If $f$ is analytic on $\mathbb{R}$, is it necessary that $f = \sum_{n = 0}^{\infty} a_{n} x^{n}$ converges for all $x \in \mathbb{R}$?

I have two questions regarding analyticity. They are pretty easy, and I think I have them correct, but I just want to make sure.

First, regarding the question in the title, I think that it is necessary. By the definition of analyticity, we must have the power series in some radius of the function. So, if it is analytic on all of $$\mathbb{R}$$, it must be within some radius (and thus convergent) for all of $$\mathbb{R}$$.

Second, if $$f$$ is analytic, is it necessary for $$\text{exp}(f)$$ to be analytic? Pretty sure that this again is necessary since $$e^{x}$$ is analytic, and the composition of analytic functions is analytic.

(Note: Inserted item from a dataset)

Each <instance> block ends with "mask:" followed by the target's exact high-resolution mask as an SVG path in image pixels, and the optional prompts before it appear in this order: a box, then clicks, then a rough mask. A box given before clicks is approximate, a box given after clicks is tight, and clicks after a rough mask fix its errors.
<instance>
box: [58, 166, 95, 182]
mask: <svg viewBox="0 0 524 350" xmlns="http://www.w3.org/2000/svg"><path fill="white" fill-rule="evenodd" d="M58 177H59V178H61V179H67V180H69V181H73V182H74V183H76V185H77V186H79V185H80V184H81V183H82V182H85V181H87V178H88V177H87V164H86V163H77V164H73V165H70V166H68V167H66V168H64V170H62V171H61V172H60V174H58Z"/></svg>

• This is correct. – Zanzi Nov 16 '18 at 8:13
• Only an accumuled point is required. – Zanzi Nov 16 '18 at 8:14
• Counterexample to question 1: $f(x)=\frac1{1+x^2}$. – Kemono Chen Nov 16 '18 at 8:14
• Yes. This is correct. – Andrej Nov 16 '18 at 8:16
• @KemonoChen Why not an official answer even it is short? – Paul Frost Nov 16 '18 at 8:21

Counterexample to question 1: $$f(x)=\frac1{1+x^2}$$. The Maclaurin series of it does not converge everywhere is because $$f$$ is a meromorphic function in $$\mathbb{C}$$.
If $$f(z)$$ is analytic on $$\mathbb{C}$$, the series you gave is convergent everywhere.